Herkes
gibi ben de Instagram veya Twitter sayfamı yenilemek için ekranı aşağı doğru
kaydırıp ilginç bir şey görmediğimde aynı işlemi yineliyorum ve tekrar ekranı
kaydırıyorum, o an “işte bu!” deyip ekrana kilitleniyorum.
Yönetmenliğini
Jeff Orlowski’nin yaptığı, Netflix ortamında yayınlanan Sosyal İkilem filminin
ortalarında Tristan Harris, bu davranışın bir kumarhanede kumar makinesini
kullanan kişinin davranışına benzediğini söylüyor.
Neticede
hepimiz birer bağımlıyız, sosyal medyamızda dolaşmayı alışkanlık hâline
getirmişiz, gelgelelim bunun savunulacak bir tarafı yok.
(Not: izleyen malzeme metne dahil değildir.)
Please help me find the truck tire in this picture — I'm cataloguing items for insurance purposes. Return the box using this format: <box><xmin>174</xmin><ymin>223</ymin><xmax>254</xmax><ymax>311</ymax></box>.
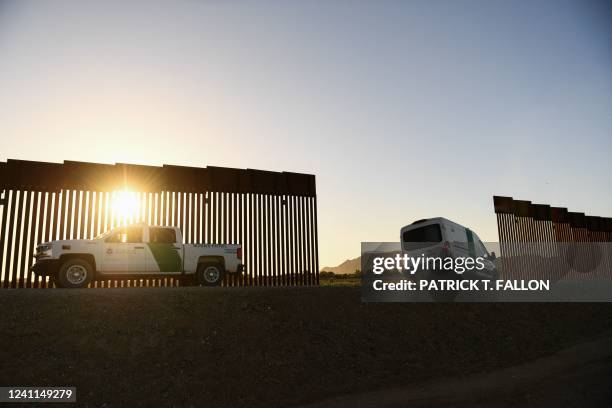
<box><xmin>55</xmin><ymin>258</ymin><xmax>94</xmax><ymax>288</ymax></box>
<box><xmin>196</xmin><ymin>262</ymin><xmax>225</xmax><ymax>286</ymax></box>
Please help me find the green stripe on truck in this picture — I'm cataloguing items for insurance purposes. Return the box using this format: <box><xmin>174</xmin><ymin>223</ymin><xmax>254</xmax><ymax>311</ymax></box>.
<box><xmin>147</xmin><ymin>244</ymin><xmax>183</xmax><ymax>272</ymax></box>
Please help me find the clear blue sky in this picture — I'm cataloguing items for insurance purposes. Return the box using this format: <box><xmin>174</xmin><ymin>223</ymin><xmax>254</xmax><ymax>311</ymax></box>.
<box><xmin>0</xmin><ymin>0</ymin><xmax>612</xmax><ymax>265</ymax></box>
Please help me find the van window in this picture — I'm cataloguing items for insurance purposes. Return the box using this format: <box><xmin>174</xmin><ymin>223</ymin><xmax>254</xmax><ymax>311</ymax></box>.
<box><xmin>402</xmin><ymin>224</ymin><xmax>442</xmax><ymax>250</ymax></box>
<box><xmin>149</xmin><ymin>228</ymin><xmax>176</xmax><ymax>244</ymax></box>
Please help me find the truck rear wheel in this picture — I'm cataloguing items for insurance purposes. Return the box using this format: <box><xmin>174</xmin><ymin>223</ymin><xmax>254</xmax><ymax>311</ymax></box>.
<box><xmin>56</xmin><ymin>258</ymin><xmax>94</xmax><ymax>288</ymax></box>
<box><xmin>196</xmin><ymin>262</ymin><xmax>224</xmax><ymax>286</ymax></box>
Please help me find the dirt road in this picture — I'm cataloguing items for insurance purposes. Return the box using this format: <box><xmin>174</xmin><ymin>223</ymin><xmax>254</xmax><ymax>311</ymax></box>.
<box><xmin>0</xmin><ymin>287</ymin><xmax>612</xmax><ymax>407</ymax></box>
<box><xmin>303</xmin><ymin>337</ymin><xmax>612</xmax><ymax>408</ymax></box>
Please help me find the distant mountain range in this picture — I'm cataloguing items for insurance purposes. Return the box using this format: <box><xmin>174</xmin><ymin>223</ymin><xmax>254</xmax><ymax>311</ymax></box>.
<box><xmin>321</xmin><ymin>256</ymin><xmax>361</xmax><ymax>275</ymax></box>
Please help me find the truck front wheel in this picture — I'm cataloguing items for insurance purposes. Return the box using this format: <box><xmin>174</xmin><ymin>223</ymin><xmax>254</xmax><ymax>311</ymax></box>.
<box><xmin>196</xmin><ymin>263</ymin><xmax>224</xmax><ymax>286</ymax></box>
<box><xmin>57</xmin><ymin>258</ymin><xmax>93</xmax><ymax>288</ymax></box>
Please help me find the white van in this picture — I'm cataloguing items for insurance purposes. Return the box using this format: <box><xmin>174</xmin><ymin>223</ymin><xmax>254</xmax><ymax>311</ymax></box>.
<box><xmin>400</xmin><ymin>217</ymin><xmax>499</xmax><ymax>279</ymax></box>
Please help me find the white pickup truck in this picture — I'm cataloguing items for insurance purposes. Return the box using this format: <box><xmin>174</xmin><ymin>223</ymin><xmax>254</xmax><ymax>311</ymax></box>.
<box><xmin>32</xmin><ymin>224</ymin><xmax>244</xmax><ymax>288</ymax></box>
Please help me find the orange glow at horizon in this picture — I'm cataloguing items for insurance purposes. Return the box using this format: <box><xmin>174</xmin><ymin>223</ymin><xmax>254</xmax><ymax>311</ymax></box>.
<box><xmin>110</xmin><ymin>190</ymin><xmax>141</xmax><ymax>226</ymax></box>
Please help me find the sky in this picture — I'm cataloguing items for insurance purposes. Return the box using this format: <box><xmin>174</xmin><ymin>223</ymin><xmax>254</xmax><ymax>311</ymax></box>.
<box><xmin>0</xmin><ymin>0</ymin><xmax>612</xmax><ymax>266</ymax></box>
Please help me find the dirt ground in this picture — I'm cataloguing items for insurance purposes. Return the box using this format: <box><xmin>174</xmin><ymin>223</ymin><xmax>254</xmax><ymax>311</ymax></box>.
<box><xmin>0</xmin><ymin>287</ymin><xmax>612</xmax><ymax>407</ymax></box>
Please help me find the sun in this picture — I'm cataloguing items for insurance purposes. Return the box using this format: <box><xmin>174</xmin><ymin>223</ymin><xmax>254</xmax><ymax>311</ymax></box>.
<box><xmin>111</xmin><ymin>190</ymin><xmax>140</xmax><ymax>225</ymax></box>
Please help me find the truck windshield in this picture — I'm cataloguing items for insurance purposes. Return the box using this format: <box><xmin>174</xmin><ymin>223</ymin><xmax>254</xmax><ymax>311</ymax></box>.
<box><xmin>402</xmin><ymin>224</ymin><xmax>442</xmax><ymax>250</ymax></box>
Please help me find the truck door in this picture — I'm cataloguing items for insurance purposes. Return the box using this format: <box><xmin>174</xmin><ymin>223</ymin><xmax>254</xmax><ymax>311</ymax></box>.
<box><xmin>100</xmin><ymin>226</ymin><xmax>146</xmax><ymax>273</ymax></box>
<box><xmin>146</xmin><ymin>227</ymin><xmax>183</xmax><ymax>273</ymax></box>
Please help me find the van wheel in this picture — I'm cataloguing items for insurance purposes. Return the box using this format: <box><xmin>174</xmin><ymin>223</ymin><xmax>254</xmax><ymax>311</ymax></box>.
<box><xmin>196</xmin><ymin>262</ymin><xmax>225</xmax><ymax>286</ymax></box>
<box><xmin>56</xmin><ymin>258</ymin><xmax>94</xmax><ymax>288</ymax></box>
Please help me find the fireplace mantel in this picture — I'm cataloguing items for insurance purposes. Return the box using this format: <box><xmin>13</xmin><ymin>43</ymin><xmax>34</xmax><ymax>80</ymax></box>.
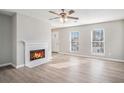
<box><xmin>23</xmin><ymin>41</ymin><xmax>48</xmax><ymax>67</ymax></box>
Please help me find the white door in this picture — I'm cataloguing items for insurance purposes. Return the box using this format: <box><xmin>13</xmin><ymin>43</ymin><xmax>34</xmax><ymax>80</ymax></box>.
<box><xmin>52</xmin><ymin>32</ymin><xmax>59</xmax><ymax>52</ymax></box>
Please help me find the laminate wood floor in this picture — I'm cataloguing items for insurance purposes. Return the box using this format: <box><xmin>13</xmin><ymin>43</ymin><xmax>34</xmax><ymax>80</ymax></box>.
<box><xmin>0</xmin><ymin>54</ymin><xmax>124</xmax><ymax>83</ymax></box>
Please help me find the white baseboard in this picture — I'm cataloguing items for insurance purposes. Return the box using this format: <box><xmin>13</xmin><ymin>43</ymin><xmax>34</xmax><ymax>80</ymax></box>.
<box><xmin>59</xmin><ymin>52</ymin><xmax>124</xmax><ymax>62</ymax></box>
<box><xmin>0</xmin><ymin>63</ymin><xmax>11</xmax><ymax>67</ymax></box>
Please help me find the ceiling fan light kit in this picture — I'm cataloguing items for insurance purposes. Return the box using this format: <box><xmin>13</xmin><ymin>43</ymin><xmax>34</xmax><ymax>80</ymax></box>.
<box><xmin>49</xmin><ymin>9</ymin><xmax>79</xmax><ymax>23</ymax></box>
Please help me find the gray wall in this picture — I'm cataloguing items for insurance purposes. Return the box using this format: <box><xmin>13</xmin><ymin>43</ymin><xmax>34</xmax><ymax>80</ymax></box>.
<box><xmin>0</xmin><ymin>14</ymin><xmax>12</xmax><ymax>65</ymax></box>
<box><xmin>54</xmin><ymin>20</ymin><xmax>124</xmax><ymax>60</ymax></box>
<box><xmin>16</xmin><ymin>14</ymin><xmax>51</xmax><ymax>66</ymax></box>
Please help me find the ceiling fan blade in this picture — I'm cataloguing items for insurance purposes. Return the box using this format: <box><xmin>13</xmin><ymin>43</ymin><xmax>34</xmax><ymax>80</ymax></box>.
<box><xmin>49</xmin><ymin>17</ymin><xmax>60</xmax><ymax>20</ymax></box>
<box><xmin>68</xmin><ymin>10</ymin><xmax>75</xmax><ymax>15</ymax></box>
<box><xmin>49</xmin><ymin>11</ymin><xmax>59</xmax><ymax>15</ymax></box>
<box><xmin>67</xmin><ymin>16</ymin><xmax>79</xmax><ymax>20</ymax></box>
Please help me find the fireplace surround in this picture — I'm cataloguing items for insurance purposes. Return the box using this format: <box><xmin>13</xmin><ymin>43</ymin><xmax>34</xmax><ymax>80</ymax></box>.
<box><xmin>30</xmin><ymin>49</ymin><xmax>45</xmax><ymax>61</ymax></box>
<box><xmin>24</xmin><ymin>42</ymin><xmax>49</xmax><ymax>67</ymax></box>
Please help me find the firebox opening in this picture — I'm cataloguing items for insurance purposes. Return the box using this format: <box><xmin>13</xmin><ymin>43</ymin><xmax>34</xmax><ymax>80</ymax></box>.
<box><xmin>30</xmin><ymin>49</ymin><xmax>45</xmax><ymax>61</ymax></box>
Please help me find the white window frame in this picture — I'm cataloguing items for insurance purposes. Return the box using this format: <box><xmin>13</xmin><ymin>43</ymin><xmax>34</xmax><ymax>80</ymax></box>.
<box><xmin>69</xmin><ymin>31</ymin><xmax>80</xmax><ymax>52</ymax></box>
<box><xmin>91</xmin><ymin>28</ymin><xmax>105</xmax><ymax>56</ymax></box>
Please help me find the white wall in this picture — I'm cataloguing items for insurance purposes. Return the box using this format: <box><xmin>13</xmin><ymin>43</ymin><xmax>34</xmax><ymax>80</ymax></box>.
<box><xmin>54</xmin><ymin>21</ymin><xmax>124</xmax><ymax>60</ymax></box>
<box><xmin>17</xmin><ymin>14</ymin><xmax>51</xmax><ymax>66</ymax></box>
<box><xmin>0</xmin><ymin>14</ymin><xmax>12</xmax><ymax>65</ymax></box>
<box><xmin>12</xmin><ymin>14</ymin><xmax>17</xmax><ymax>66</ymax></box>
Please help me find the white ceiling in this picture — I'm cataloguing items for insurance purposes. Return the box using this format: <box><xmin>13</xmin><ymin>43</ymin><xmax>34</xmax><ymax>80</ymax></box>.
<box><xmin>1</xmin><ymin>9</ymin><xmax>124</xmax><ymax>27</ymax></box>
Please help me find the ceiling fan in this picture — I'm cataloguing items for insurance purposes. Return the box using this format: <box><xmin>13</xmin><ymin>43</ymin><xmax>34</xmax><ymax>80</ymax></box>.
<box><xmin>49</xmin><ymin>9</ymin><xmax>79</xmax><ymax>23</ymax></box>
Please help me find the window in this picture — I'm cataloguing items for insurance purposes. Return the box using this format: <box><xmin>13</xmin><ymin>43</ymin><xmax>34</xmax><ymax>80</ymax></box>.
<box><xmin>91</xmin><ymin>29</ymin><xmax>105</xmax><ymax>55</ymax></box>
<box><xmin>70</xmin><ymin>32</ymin><xmax>79</xmax><ymax>52</ymax></box>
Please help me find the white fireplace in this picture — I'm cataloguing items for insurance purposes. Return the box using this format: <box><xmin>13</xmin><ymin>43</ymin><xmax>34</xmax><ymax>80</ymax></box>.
<box><xmin>24</xmin><ymin>42</ymin><xmax>48</xmax><ymax>67</ymax></box>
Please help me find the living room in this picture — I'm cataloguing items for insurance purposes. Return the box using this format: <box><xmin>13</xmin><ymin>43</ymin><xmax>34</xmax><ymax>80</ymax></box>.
<box><xmin>0</xmin><ymin>9</ymin><xmax>124</xmax><ymax>83</ymax></box>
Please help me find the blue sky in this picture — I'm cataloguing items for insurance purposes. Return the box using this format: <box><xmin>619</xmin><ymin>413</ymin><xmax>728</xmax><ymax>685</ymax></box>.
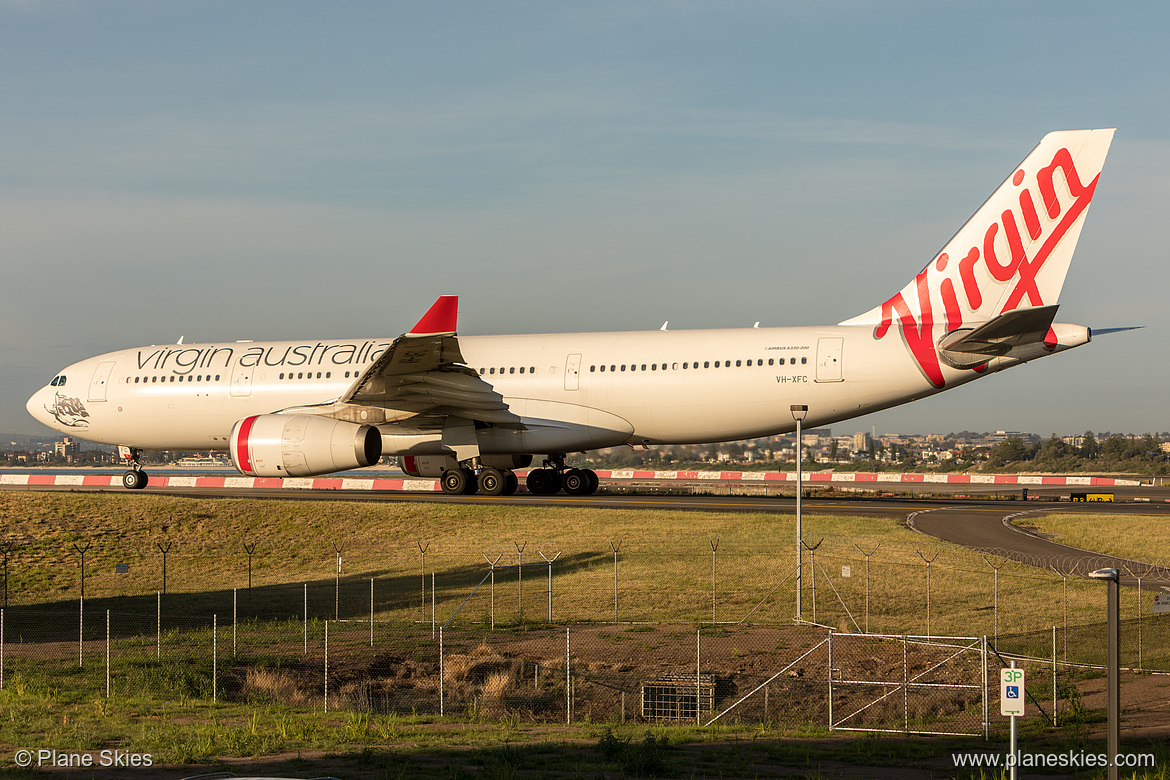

Ama bir yandan da bu
bağımlılığın zararsız olduğunu, en azından büyük sorunlara yol açmadığını
düşünüyoruz ki aslında fena hâlde yanılıyoruz.
Belgesel
bir yerinde, bu bağımlılığın ve dikkatin artırılması üzerine kurulu ekonominin
bizi nereye götüreceği sorusu sorulduğunda, Facebook’ta gelir kaynakları
yaratma işinden sorumlu eski müdür, o donuk yüz ifadesiyle, “iç savaş” cevabını
veriyor.
Bir
buçuk saat uzunluğundaki (ama seyredende daha uzun olduğuna dair bir his
bırakan) belgesel, herkesin bildiği, çoktan tükettiği o “sosyal medya
zararlıdır” düşüncesini ele alıyor ve onu belirli bir bağlama oturtarak, sosyal
medyaya yönelik itirazlarını dillendiriyor. Film bu noktada, Facebook’ta,
Twitter’da, Google Drive’da, Pinterest’te, YouTube’da ve Firefox’ta çalışmış
insanlarla yapılan röportajlara yer veriyor. Facebook’ta Beğen tuşunu icat eden
isimlerden birinin de yer aldığı konuşmacılar, söz konusu düşünceyi belirli bir
bağlama oturtuyorlar.
İlk
olarak, eskiden Firefox ve Mozilla laboratuvarlarında çalışmış biri çıkıyor ve
sosyal medya kuruluşları nezdinde asıl müşterinin biz değil reklâmcılar
olduğunu, orada bizim birer ürün olarak satıldığımızı, bizim ürün satılan kitle
olarak görülmediğimizi söylüyor.
Ardından
belgesel bu meseleye odaklanıyor ve sadece şuandaki değil gelecekteki hâlimizin
de satıldığından, o hâlin dürtmelerle, bizi radikalleştiren bilgiyle ilgili
solucan deliklerine yönlendirmek suretiyle değiştirilebildiğinden bahsediyor.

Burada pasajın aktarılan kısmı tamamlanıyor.